By Jason Enzler
Last Friday, the Court of Appeals for the Third Circuit held that it would join three other circuit courts in rejecting a more restrictive view of what qui tam relators must allege in order to survive challenges to their False Claims Act complaints. In doing so, the Third Circuit’s decision in Foglia, ex rel. U.S. v. Renal Ventures Management, LLC has deepened the split forming among the circuit courts, with four circuit courts taking a more restrictive view on the minimum facts whistleblowers must state in their complaints.
The case involved a whistleblower suit brought by a Thomas Foglia, a registered nurse, against his former employer, dialysis care company Renal Ventures. Mr. Foglia alleged among other things that Renal Ventures had engaged in a scheme to defraud the government by overcharging it for purchases of the drug Zemplar. The trial court dismissed the complaint, finding Mr. Foglia had failed to plead fraud with particularity as required. As the Third Circuit noted in its opinion, the trial court “focused on Foglia’s failure to provide a ‘representative sample’ or to ‘identify representative examples of specific false claims made to the Government.’” In other words, the complaint was rejected because the whistleblower failed to describe an example of an invoice Renal Ventures submitted to the government and details regarding the submission of that invoice.

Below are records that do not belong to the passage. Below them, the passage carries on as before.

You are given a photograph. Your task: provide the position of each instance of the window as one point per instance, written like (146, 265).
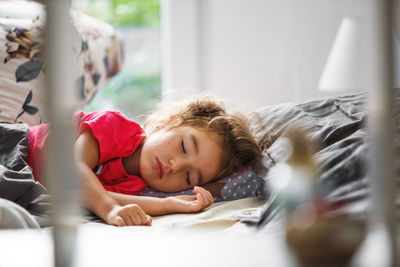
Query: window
(136, 89)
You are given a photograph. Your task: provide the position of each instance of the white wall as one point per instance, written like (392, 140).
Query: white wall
(258, 52)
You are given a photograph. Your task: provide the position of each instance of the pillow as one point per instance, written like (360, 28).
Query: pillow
(242, 184)
(96, 51)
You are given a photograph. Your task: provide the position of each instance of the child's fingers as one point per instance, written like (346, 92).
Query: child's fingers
(128, 220)
(207, 197)
(119, 221)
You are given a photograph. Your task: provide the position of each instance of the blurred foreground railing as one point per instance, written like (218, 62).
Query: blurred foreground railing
(62, 98)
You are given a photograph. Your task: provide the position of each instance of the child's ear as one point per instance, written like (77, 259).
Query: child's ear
(214, 188)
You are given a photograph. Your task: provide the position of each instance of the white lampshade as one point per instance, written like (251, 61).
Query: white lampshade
(344, 69)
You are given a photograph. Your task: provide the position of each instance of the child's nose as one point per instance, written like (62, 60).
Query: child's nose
(178, 164)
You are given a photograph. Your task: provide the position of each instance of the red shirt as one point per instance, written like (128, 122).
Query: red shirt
(117, 136)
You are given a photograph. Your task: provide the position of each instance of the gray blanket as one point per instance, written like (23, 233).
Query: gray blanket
(22, 199)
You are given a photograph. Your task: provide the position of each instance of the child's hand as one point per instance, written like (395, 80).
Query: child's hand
(188, 204)
(130, 214)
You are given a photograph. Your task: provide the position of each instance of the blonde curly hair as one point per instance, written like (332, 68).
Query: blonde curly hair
(205, 113)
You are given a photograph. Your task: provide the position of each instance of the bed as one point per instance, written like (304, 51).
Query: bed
(235, 231)
(243, 228)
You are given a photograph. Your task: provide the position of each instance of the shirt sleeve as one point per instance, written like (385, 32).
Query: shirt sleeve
(117, 135)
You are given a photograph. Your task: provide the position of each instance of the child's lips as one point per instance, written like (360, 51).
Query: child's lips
(159, 168)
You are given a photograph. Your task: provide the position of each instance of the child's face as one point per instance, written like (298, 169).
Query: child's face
(180, 158)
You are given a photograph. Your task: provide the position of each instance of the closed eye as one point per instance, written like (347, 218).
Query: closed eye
(183, 147)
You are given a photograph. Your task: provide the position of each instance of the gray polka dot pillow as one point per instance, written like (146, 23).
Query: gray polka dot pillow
(243, 184)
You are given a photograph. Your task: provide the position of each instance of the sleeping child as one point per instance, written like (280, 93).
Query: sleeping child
(182, 146)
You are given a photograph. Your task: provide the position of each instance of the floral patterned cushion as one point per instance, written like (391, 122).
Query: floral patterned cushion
(97, 57)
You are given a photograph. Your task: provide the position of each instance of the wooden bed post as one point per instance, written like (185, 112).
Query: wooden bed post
(381, 121)
(61, 105)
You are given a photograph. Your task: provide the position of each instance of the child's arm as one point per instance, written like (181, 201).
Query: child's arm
(96, 198)
(160, 206)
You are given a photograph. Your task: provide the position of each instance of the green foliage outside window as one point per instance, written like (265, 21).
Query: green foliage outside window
(122, 13)
(137, 88)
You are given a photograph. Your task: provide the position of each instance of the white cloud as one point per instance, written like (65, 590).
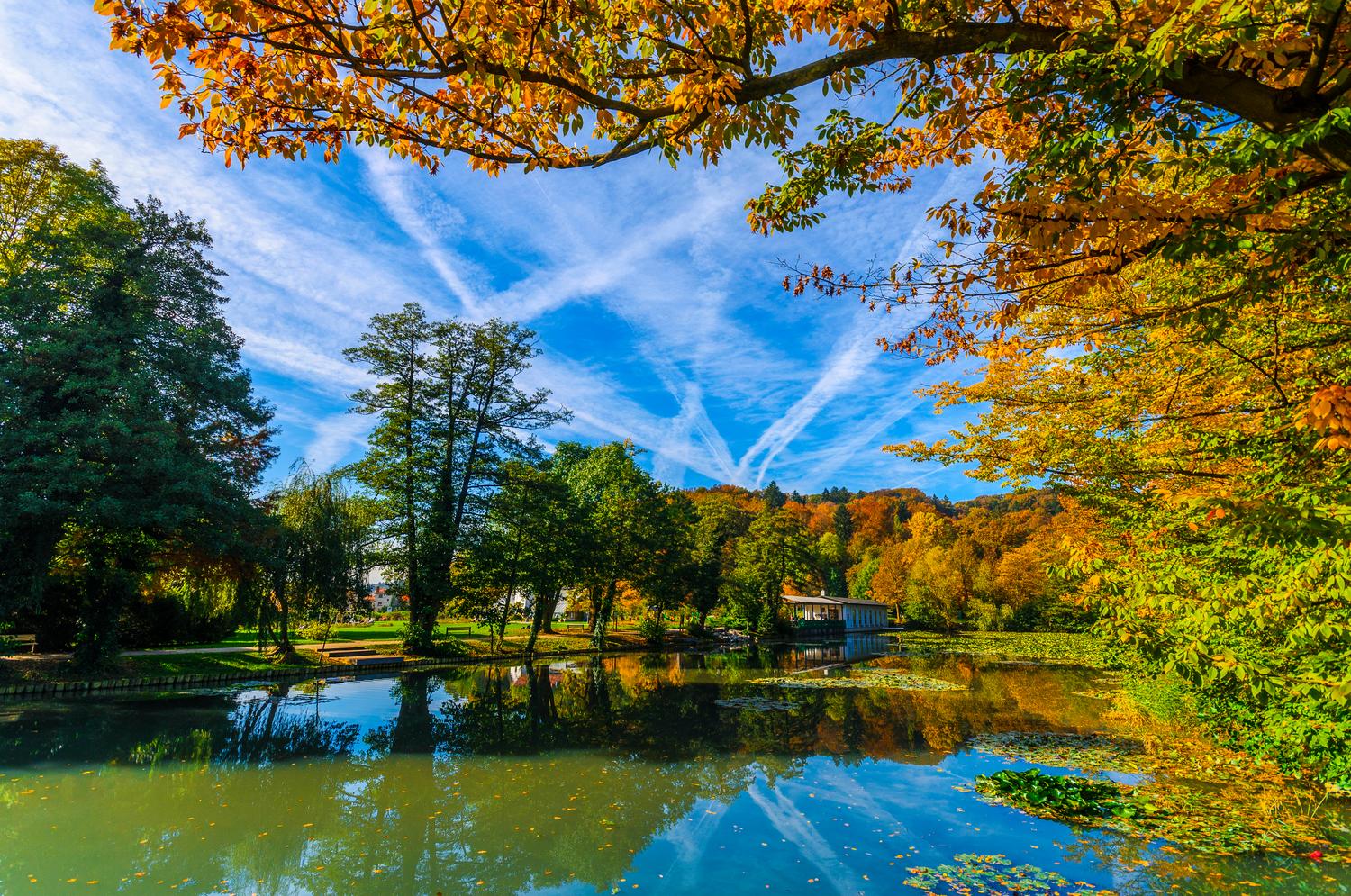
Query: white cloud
(658, 308)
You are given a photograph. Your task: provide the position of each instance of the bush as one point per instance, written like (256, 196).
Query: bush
(651, 630)
(985, 615)
(313, 630)
(167, 620)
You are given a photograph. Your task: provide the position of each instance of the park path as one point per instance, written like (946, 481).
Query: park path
(165, 652)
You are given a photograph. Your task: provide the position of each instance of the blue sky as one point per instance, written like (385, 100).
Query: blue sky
(659, 312)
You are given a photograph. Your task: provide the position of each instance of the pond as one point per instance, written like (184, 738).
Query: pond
(648, 774)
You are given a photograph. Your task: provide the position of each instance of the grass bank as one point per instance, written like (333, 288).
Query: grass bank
(21, 674)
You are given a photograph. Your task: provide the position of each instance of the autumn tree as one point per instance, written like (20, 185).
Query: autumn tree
(129, 427)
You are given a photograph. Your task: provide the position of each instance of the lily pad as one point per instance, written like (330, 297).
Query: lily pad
(996, 876)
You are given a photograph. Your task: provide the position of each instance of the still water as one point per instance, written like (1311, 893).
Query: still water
(583, 776)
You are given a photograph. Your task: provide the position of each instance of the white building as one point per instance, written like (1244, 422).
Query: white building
(842, 614)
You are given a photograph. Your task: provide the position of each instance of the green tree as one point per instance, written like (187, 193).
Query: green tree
(321, 555)
(721, 523)
(624, 509)
(478, 418)
(450, 413)
(775, 550)
(127, 423)
(397, 466)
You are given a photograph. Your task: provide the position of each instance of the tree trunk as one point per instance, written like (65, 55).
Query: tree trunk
(603, 617)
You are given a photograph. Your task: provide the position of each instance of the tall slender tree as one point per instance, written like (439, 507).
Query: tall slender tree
(451, 412)
(478, 419)
(399, 456)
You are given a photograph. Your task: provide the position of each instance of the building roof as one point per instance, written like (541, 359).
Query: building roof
(823, 599)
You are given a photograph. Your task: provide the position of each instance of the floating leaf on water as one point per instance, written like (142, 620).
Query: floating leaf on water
(865, 679)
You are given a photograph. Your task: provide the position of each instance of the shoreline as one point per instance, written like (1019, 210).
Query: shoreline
(86, 687)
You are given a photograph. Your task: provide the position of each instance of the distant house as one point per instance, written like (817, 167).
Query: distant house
(383, 601)
(835, 614)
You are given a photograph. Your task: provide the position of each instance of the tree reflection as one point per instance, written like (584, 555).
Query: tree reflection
(521, 777)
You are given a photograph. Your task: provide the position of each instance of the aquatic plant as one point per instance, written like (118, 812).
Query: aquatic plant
(1047, 647)
(1196, 793)
(996, 876)
(1089, 752)
(1061, 795)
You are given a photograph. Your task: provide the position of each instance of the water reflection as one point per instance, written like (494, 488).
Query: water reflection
(565, 777)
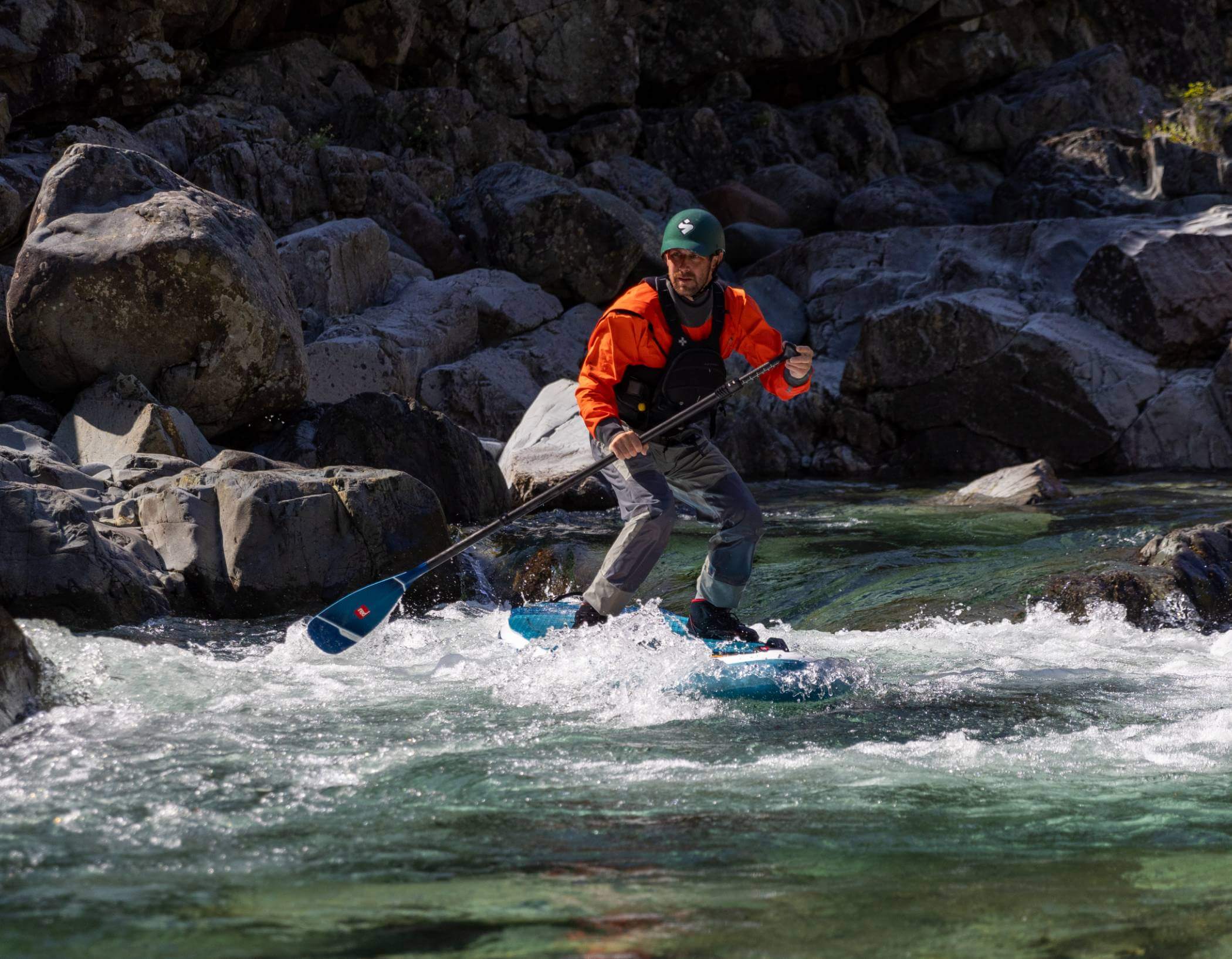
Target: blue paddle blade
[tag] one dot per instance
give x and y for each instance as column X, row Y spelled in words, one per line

In rejecting this reasoning, the Third Circuit began its analysis by noting a split among the circuit courts, with the Fourth, Sixth, Eighth, and Eleventh Circuits all requiring such “representative samples.” The First, Fifth, and Ninth Circuits, on the other hand, hold that a “more nuanced” standard applies that does not require complaints to describe specific false claims. Instead, qui tam complaints can survive if they allege sufficient details of a fraudulent scheme “that lead to a strong inference that claims were actually submitted.” In electing to follow the nuanced approach, the Third Circuit specifically pointed out that a primary purpose of the requirement of pleading fraud with particularity – fair notice so the defendant can investigate the allegations and prepare a defense – would still be satisfied.
With this decision, the Third Circuit has evened the score among the circuit courts. And there is no reason to believe that either side is going to change its position. Just yesterday, the Eleventh Circuit issued an unpublished opinion in Keeler, ex rel. U.S. v. Eisai, Inc. in what some view as a reaffirmation of that Court’s requirement that complaints include specific allegations of at least one representative sample of a false claim. Perhaps it is time for the Supreme Court to step in and settle the dispute?